During her senior year, Foley was invited to exhibit her photographs in her first solo show at a gallery in Houston. The exhibition features large prints she created of botanical flowers that she produced for a class project.
It was the first time she exhibited her art publicly, and it proved to be a valuable learning experience, from producing a portfolio to framing her prints to participating in an opening gallery reception.
“It validated that other people wanted to look at and enjoy what I like to make,” Foley said.
As a student, Foley sought out an internship at the Houston Center for Photography because she wanted to learn how to curate an exhibition. She relished the opportunity to see how an exhibition comes together.
“It was exciting to see the exhibits come and go and see what happened behind the scenes in preparing them,” she said. “I just absorbed what was happening.”
As a graduate photography student in the M.F.A. program at Indiana University, Foley also assisted with student exhibitions in the School of Fine Arts gallery.
After moving several times as they advanced their careers, Foley and her husband, Simon Fink, decided to relocate their family to the Dayton area last year because it was closer to their extended families, and they thought it would be a great place to raise their two elementary-school-aged children.
“We were looking for the lifestyle we wanted — a nice, easy place to live that still had some interesting things to do,” she said. “We felt like Dayton had that right balance we were looking for.”
The timing ended up being perfect. Fink was hired as an orchestra teacher at the Miami Valley School, and Foley was able to resume her love of managing an art gallery.
“I was excited for the opportunity to be back in the gallery,” she said.
When Foley visited the Creative Arts Center and the Stein Galleries, she was instantly impressed.
“When I came to campus to see the gallery, I was blown away by how beautiful it is, how extensive the Permanent Collection is,” she said.
Located in the Creative Arts Center, the Stein Galleries features six gallery spaces where visitors can enjoy rotating exhibitions, the Stein Collection and the gallery’s Permanent Collection.

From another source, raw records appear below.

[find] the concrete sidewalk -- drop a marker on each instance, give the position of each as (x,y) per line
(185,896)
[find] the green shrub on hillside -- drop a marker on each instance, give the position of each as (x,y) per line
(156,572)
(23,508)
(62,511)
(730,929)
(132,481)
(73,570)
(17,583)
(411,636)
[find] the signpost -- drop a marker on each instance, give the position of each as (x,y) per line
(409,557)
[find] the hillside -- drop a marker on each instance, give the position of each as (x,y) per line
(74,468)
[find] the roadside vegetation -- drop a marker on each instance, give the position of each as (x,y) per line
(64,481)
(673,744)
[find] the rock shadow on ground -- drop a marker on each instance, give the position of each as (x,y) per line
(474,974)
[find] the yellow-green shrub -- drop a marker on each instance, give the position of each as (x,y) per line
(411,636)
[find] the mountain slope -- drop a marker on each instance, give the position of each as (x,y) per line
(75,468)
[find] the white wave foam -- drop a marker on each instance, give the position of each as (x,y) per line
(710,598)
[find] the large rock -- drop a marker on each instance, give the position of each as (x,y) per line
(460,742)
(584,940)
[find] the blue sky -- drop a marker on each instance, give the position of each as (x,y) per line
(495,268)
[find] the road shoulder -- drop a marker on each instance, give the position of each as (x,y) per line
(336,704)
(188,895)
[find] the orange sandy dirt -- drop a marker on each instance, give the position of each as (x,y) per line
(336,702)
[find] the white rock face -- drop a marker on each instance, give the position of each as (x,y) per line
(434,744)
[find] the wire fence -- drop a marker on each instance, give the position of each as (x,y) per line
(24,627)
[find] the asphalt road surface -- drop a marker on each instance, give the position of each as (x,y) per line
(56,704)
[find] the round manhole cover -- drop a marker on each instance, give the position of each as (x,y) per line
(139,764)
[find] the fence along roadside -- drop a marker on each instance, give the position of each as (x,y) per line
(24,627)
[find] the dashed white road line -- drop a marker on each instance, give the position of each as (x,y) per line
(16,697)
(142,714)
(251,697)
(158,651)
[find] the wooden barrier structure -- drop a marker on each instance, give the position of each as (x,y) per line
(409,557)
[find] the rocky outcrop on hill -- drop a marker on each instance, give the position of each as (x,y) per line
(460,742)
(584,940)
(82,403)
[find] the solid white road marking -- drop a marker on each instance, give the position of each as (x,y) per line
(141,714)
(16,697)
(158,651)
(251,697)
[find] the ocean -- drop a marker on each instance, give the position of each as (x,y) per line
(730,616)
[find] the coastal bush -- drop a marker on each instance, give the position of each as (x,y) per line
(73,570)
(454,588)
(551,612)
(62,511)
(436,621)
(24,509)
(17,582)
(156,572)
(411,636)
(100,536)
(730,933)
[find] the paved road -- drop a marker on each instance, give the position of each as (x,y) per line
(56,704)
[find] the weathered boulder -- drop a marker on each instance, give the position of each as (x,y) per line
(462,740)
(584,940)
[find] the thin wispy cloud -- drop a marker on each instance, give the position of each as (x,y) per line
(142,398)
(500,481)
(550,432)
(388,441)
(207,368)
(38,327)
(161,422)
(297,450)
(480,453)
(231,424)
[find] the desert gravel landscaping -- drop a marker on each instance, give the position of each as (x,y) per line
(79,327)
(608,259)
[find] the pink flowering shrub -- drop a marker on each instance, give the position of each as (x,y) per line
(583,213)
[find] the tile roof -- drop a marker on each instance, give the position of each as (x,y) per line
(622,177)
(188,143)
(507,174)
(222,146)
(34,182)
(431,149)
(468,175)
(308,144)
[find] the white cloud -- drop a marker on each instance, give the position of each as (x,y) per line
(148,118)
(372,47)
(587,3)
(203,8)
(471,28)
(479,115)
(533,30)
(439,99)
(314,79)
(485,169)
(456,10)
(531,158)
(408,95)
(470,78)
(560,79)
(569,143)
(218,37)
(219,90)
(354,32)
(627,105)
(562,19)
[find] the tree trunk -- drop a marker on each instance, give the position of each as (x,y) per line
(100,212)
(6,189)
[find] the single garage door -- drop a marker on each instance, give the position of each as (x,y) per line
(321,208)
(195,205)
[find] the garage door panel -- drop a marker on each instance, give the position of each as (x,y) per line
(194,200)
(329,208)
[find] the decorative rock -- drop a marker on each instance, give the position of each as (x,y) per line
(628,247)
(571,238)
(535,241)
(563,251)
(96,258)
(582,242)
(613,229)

Foley assists faculty members in the School of Fine and Performing Arts curate exhibitions, helps install exhibitions, manages the Permanent Collection and coordinates gallery events. Next academic year, she plans to curate one of the rotating exhibitions.
Because her previous gallery did not have its own collection, Foley is eager to explore and highlight the Stein Galleries’ Permanent Collection.
“With the space we have, we can offer a combination of bringing in artists who loan us their work plus pulling from the collection,” Foley said. “It’s an honor to work with the collection because there’s so much history in it.”